Tips For Home & Business Owners After A Hail Storm
After a hailstorm passes through your area, the first thing that probably jumps into your head is your car. You shouldn't just worry about your car—but your roof as well. In fact, most homeowners are unaware of hail damage to their roofs. Hail can cause extensive damage to roofing and more. However, the extent of hail damage can vary and is dependent on multiple factors.
Hail size and density: The bigger and more dense the hail, the more destruction to your property. The size of hailstones are measured by comparing it to known objects, with the smallest being pea size at ¼ inch diameter and in extraordinary circumstances, grapefruit size at 4 ½ inches. Hail is considered severe at quarter size (1 inch) and beyond.
Wind speed and direction: Higher wind speeds can increase the damage that hail inflicts, along with the direction of the wind.
Roofing materials: Most roofs are made from asphalt. While durable and versatile, asphalt is more susceptible to hail damage. Hail can also create dents in aluminum siding. Older roofs and/or roofs that are in poor condition are also vulnerable to hail damage.
What Hail Damage to Your Roof Looks Like
How hail damage presents itself in shingles varies depending on the material of the shingles. To avoid potential hail damage from escalating to irreversible damage and leaky roofs, it is essential to know what hail damage looks like. Regardless of the type of shingles, random damage that doesn’t follow an discernable pattern is often an indicator of hail damage.
For asphalt and composition shingles, be sure to look out for the following:
“Bruising,” or black spots on shingles
Missing surface granules
Spots that are soft to the touch
Asphalt that seems to glisten and shine
For wooden shingles:
Brown/orange cracks in the shingle
Splits in the shingle with sharp edges and corners
Splits in shingles with little to no erosion near the edges
Dents and/or marks alongside the splits
Although hail is a frequent culprit to inflicting damage to roofs, it can be misidentified. Over time, exposure to sunlight and weather causes wear and tear to shingles on rooftops. Older shingles are prone to cracking and granule loss.
How to Check for Potential Hail Damage
It may be difficult to deduce hail damage to your roof from the ground, but you can still figure out if there is any damage by looking for the most prominent signs.
First, check for dents in gutters, gutter screens, and downspouts. If these are damaged, there is a high likelihood that your roof has taken even more of a beating.
Second, check for damage to window sills and sidings. Same thing for the gutters and downspouts: if there is damage to these, you can bet there is damage on your roof as well.

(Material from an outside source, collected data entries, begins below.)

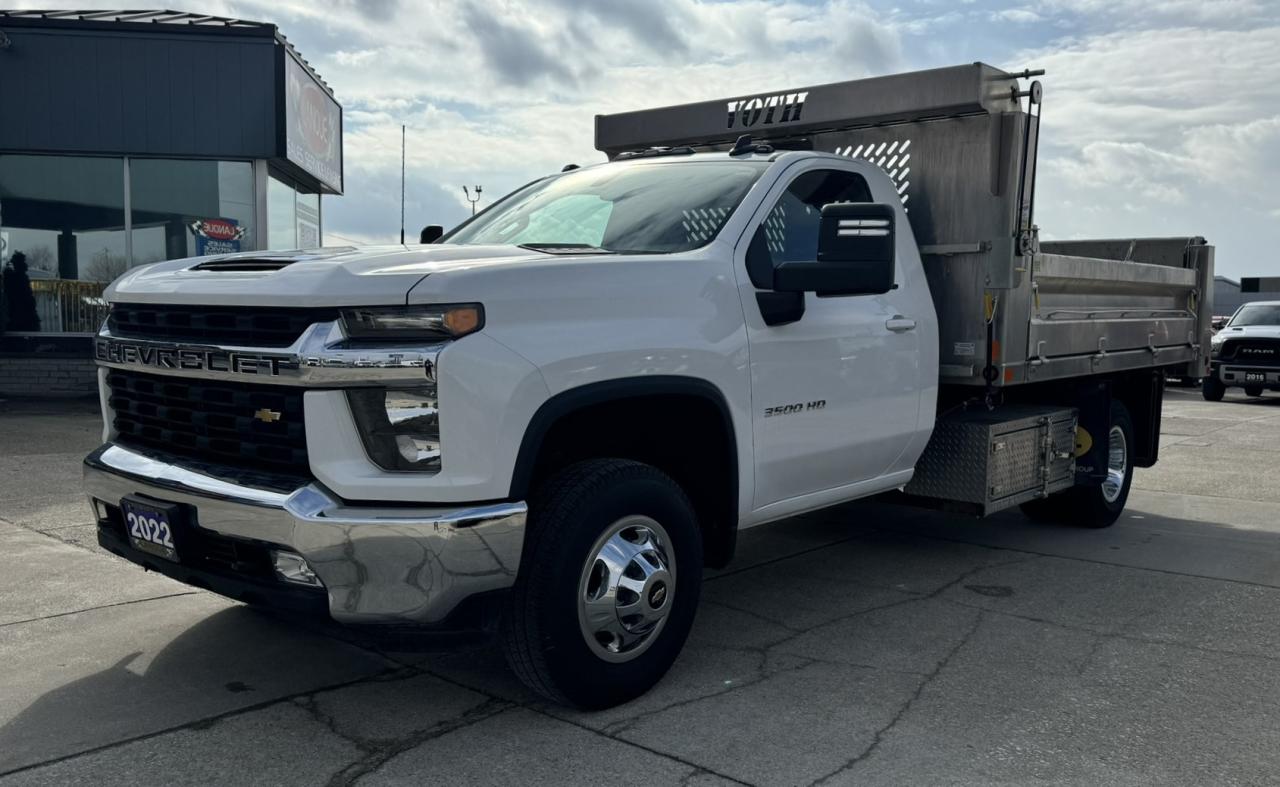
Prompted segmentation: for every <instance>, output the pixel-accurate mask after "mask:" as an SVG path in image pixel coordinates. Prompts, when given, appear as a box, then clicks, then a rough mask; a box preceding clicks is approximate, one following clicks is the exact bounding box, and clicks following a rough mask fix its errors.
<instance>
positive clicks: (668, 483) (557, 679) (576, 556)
mask: <svg viewBox="0 0 1280 787" xmlns="http://www.w3.org/2000/svg"><path fill="white" fill-rule="evenodd" d="M701 569H703V544H701V532H700V531H699V529H698V520H696V517H695V514H694V509H692V505H691V504H690V503H689V499H687V498H686V497H685V494H684V491H682V490H681V489H680V486H678V485H677V484H676V482H675V481H672V480H671V479H669V477H667V476H666V475H664V473H663V472H660V471H659V470H657V468H654V467H650V466H648V465H641V463H639V462H631V461H626V459H593V461H589V462H581V463H579V465H573V466H571V467H568V468H567V470H564V471H562V472H561V473H558V475H557V476H556V477H553V479H552V480H550V481H549V482H547V484H545V485H543V488H541V489H540V490H539V491H538V494H535V497H534V499H532V500H531V504H530V520H529V530H527V534H526V537H525V553H524V555H522V557H521V560H520V573H518V576H517V578H516V585H515V586H513V587H512V590H511V594H509V595H508V604H507V609H506V617H504V621H503V632H502V639H503V648H504V651H506V655H507V662H508V664H511V668H512V671H513V672H515V673H516V676H517V677H520V680H521V681H522V682H524V683H525V685H526V686H529V687H530V688H532V690H534V691H536V692H539V694H541V695H543V696H545V697H548V699H550V700H554V701H557V703H563V704H568V705H576V706H579V708H585V709H598V708H609V706H613V705H617V704H620V703H625V701H627V700H631V699H635V697H637V696H640V695H641V694H644V692H645V691H648V690H649V688H650V687H652V686H653V685H654V683H657V682H658V681H659V680H662V677H663V676H664V674H666V673H667V669H668V668H669V667H671V664H672V663H673V662H675V660H676V656H677V655H678V654H680V650H681V648H684V644H685V640H686V639H687V636H689V630H690V627H691V626H692V622H694V613H695V612H696V609H698V596H699V594H700V590H701Z"/></svg>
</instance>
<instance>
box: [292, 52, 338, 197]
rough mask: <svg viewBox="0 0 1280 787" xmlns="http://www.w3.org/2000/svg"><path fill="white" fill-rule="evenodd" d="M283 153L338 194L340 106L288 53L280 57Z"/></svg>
mask: <svg viewBox="0 0 1280 787" xmlns="http://www.w3.org/2000/svg"><path fill="white" fill-rule="evenodd" d="M284 141H285V156H287V157H288V159H289V161H293V163H294V164H297V165H298V166H301V168H302V169H303V170H306V171H307V173H310V174H311V175H314V177H315V178H316V179H317V180H320V182H321V183H324V184H325V186H328V187H329V188H332V189H334V191H335V192H338V193H342V107H340V106H338V102H337V101H334V100H333V97H332V96H330V95H329V93H328V92H325V90H324V88H323V87H320V84H319V83H316V81H315V79H314V78H312V77H311V74H308V73H307V70H306V69H305V68H302V65H301V64H300V63H298V61H297V60H294V59H293V58H292V56H289V55H288V54H285V56H284Z"/></svg>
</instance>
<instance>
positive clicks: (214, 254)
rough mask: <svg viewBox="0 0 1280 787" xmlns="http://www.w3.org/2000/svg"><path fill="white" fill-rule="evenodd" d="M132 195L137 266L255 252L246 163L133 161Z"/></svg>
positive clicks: (249, 177) (252, 170)
mask: <svg viewBox="0 0 1280 787" xmlns="http://www.w3.org/2000/svg"><path fill="white" fill-rule="evenodd" d="M129 193H131V197H132V200H131V205H129V209H131V211H132V216H133V265H145V264H147V262H156V261H160V260H175V258H179V257H197V256H202V255H216V253H230V252H238V251H248V250H252V248H255V244H253V230H255V227H253V166H252V164H250V163H248V161H182V160H173V159H131V160H129Z"/></svg>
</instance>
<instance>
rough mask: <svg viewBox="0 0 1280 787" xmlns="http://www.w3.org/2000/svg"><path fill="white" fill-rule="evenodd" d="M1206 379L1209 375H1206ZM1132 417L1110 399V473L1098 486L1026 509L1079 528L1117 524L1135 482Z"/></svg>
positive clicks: (1058, 496) (1044, 498) (1108, 439)
mask: <svg viewBox="0 0 1280 787" xmlns="http://www.w3.org/2000/svg"><path fill="white" fill-rule="evenodd" d="M1206 379H1207V378H1206ZM1133 449H1134V438H1133V420H1132V418H1130V417H1129V409H1128V408H1126V407H1125V406H1124V404H1123V403H1120V402H1117V401H1112V402H1111V425H1110V426H1108V429H1107V476H1106V479H1105V480H1103V481H1102V484H1098V485H1088V486H1073V488H1071V489H1068V490H1066V491H1062V493H1059V494H1056V495H1051V497H1048V498H1044V499H1042V500H1032V502H1029V503H1024V504H1023V507H1021V508H1023V512H1024V513H1025V514H1027V516H1028V517H1030V518H1033V520H1037V521H1052V522H1060V523H1064V525H1074V526H1076V527H1110V526H1112V525H1115V523H1116V520H1119V518H1120V514H1121V513H1123V512H1124V505H1125V502H1128V499H1129V488H1130V486H1132V485H1133Z"/></svg>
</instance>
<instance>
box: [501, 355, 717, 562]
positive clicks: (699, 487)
mask: <svg viewBox="0 0 1280 787" xmlns="http://www.w3.org/2000/svg"><path fill="white" fill-rule="evenodd" d="M623 416H626V417H623ZM707 416H710V417H707ZM677 433H678V434H677ZM664 434H667V435H671V434H677V436H678V439H680V443H678V444H664V443H662V440H660V438H662V436H663V435H664ZM591 457H617V458H631V459H637V461H641V462H646V463H652V465H654V466H657V467H658V468H659V470H663V471H664V472H667V473H668V475H671V476H672V477H673V479H675V480H676V481H677V482H678V484H681V486H682V488H684V489H685V493H686V494H687V495H689V497H690V499H691V500H692V503H694V505H695V508H696V509H698V514H699V521H700V523H701V526H703V537H704V555H705V562H707V564H708V566H713V567H719V566H724V564H726V563H728V560H730V559H731V558H732V555H733V549H735V546H736V539H737V516H739V511H737V508H739V500H737V498H739V477H740V476H739V456H737V438H736V433H735V427H733V417H732V413H731V411H730V407H728V401H727V399H726V397H724V394H723V393H722V392H721V389H719V388H718V386H717V385H714V384H713V383H709V381H707V380H704V379H700V378H689V376H680V375H652V376H643V378H626V379H618V380H603V381H599V383H589V384H585V385H580V386H576V388H571V389H568V390H564V392H561V393H558V394H556V395H553V397H552V398H549V399H548V401H547V402H544V403H543V404H541V406H540V407H539V408H538V411H535V412H534V415H532V417H531V418H530V421H529V425H527V426H526V429H525V435H524V438H522V439H521V443H520V449H518V450H517V453H516V466H515V468H513V471H512V477H511V489H509V495H511V499H517V500H518V499H527V498H529V497H530V494H531V491H532V489H534V486H535V485H536V484H538V482H539V481H540V480H541V479H543V477H545V476H547V475H548V473H550V472H553V471H554V470H557V468H558V467H562V466H566V465H568V463H571V462H573V461H579V459H582V458H591Z"/></svg>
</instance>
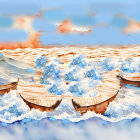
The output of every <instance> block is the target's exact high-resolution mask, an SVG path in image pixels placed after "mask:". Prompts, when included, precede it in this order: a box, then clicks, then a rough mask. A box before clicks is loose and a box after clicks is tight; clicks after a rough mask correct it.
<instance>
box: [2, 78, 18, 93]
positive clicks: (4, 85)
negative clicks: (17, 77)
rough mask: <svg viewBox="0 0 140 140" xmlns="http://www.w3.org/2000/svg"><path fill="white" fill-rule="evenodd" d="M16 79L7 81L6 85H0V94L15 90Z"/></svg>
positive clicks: (15, 84)
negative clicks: (13, 81)
mask: <svg viewBox="0 0 140 140" xmlns="http://www.w3.org/2000/svg"><path fill="white" fill-rule="evenodd" d="M18 81H19V80H18ZM18 81H17V82H12V83H9V84H7V85H0V94H5V93H8V92H10V90H16V89H17V85H18Z"/></svg>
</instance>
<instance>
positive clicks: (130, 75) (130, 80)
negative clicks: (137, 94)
mask: <svg viewBox="0 0 140 140" xmlns="http://www.w3.org/2000/svg"><path fill="white" fill-rule="evenodd" d="M120 79H121V80H120V82H121V83H124V84H131V85H135V86H137V87H140V73H138V74H133V73H131V74H123V75H120ZM122 86H123V85H122Z"/></svg>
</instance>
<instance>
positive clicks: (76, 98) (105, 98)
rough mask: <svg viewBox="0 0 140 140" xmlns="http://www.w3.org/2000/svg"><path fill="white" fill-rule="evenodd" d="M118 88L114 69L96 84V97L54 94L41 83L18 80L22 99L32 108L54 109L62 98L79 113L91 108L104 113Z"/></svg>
mask: <svg viewBox="0 0 140 140" xmlns="http://www.w3.org/2000/svg"><path fill="white" fill-rule="evenodd" d="M119 89H120V80H119V79H118V77H117V74H116V71H112V72H108V73H107V74H106V76H105V77H104V79H103V81H102V84H101V85H99V86H98V88H97V91H98V95H97V96H96V97H92V98H91V97H72V96H65V95H63V96H62V95H61V96H56V95H53V94H51V93H49V92H47V91H46V88H45V87H44V86H43V85H39V84H30V83H29V84H28V83H25V82H24V81H22V80H20V82H19V84H18V90H22V92H20V96H21V98H22V99H23V101H24V102H25V103H26V104H27V105H28V106H29V107H30V108H34V109H39V110H40V111H54V109H55V108H57V107H58V106H59V104H60V103H61V101H62V99H70V100H72V103H73V106H74V108H75V109H76V111H78V112H79V111H80V112H81V114H83V113H86V112H87V111H88V110H93V111H95V112H96V113H104V112H105V110H106V109H107V106H108V105H109V103H110V102H111V101H113V100H114V99H115V97H116V96H117V93H118V91H119Z"/></svg>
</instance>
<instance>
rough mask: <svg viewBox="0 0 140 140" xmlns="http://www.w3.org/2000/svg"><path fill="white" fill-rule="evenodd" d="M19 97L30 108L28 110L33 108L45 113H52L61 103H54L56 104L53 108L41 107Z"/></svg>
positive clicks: (48, 107)
mask: <svg viewBox="0 0 140 140" xmlns="http://www.w3.org/2000/svg"><path fill="white" fill-rule="evenodd" d="M19 95H20V97H21V98H22V99H23V101H24V102H25V103H26V104H27V105H28V106H29V107H30V109H32V108H34V109H39V110H40V111H46V112H48V111H50V112H53V111H54V110H55V109H56V108H57V107H58V106H59V104H60V103H61V101H62V100H58V101H56V103H55V104H54V105H53V106H51V107H47V106H41V105H38V104H34V103H32V102H29V101H27V100H26V99H25V98H24V97H22V96H21V94H19Z"/></svg>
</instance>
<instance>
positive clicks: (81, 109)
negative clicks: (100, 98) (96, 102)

Finally, check any other outdoor objects, such as air conditioners, patio furniture, etc. If you see any new dings or dents, this is most likely caused by hail damage.
Getting on the Roof
Once you’ve identified hail damage to other parts of your property, it’s time to pull out the ladder and get onto the roof. Don’t know where to start? Be sure to check chimneys, shingles, vents, and gutters.
When checking roof vents, keep your eyes open for chipped/eroded surfaces, dents, and dings. Damage is more obvious on vents made from softer materials.
Most importantly, check your shingles for damage. Damage to shingles can be either obvious or incredibly hard to determine. Missing surface granules are a key indicator of hail damage.
If you ignore shingle damage, it can lead to more serious consequences over time, such as roof leaks. Damaged shingles also provide enough evidence to create an insurance claim, so be sure to mark every damaged shingle and/or take pictures.
So I Have Hail Damage… Now What?
Once you’ve determined that you may have hail damage, you need to schedule an inspection. Give us a call to schedule a time for one of our experienced technicians to examine your roof. If there is damage, we can help you get started with the process of filing your insurance claim.
Depending on your insurance policy, your insurance may or may not pay for a new roof. Of course, this depends on the nature of the damage inflicted to your roof. If the damage is significant and impacts the functionality of your roof, a public adjust can assist you in giving you a fair deal.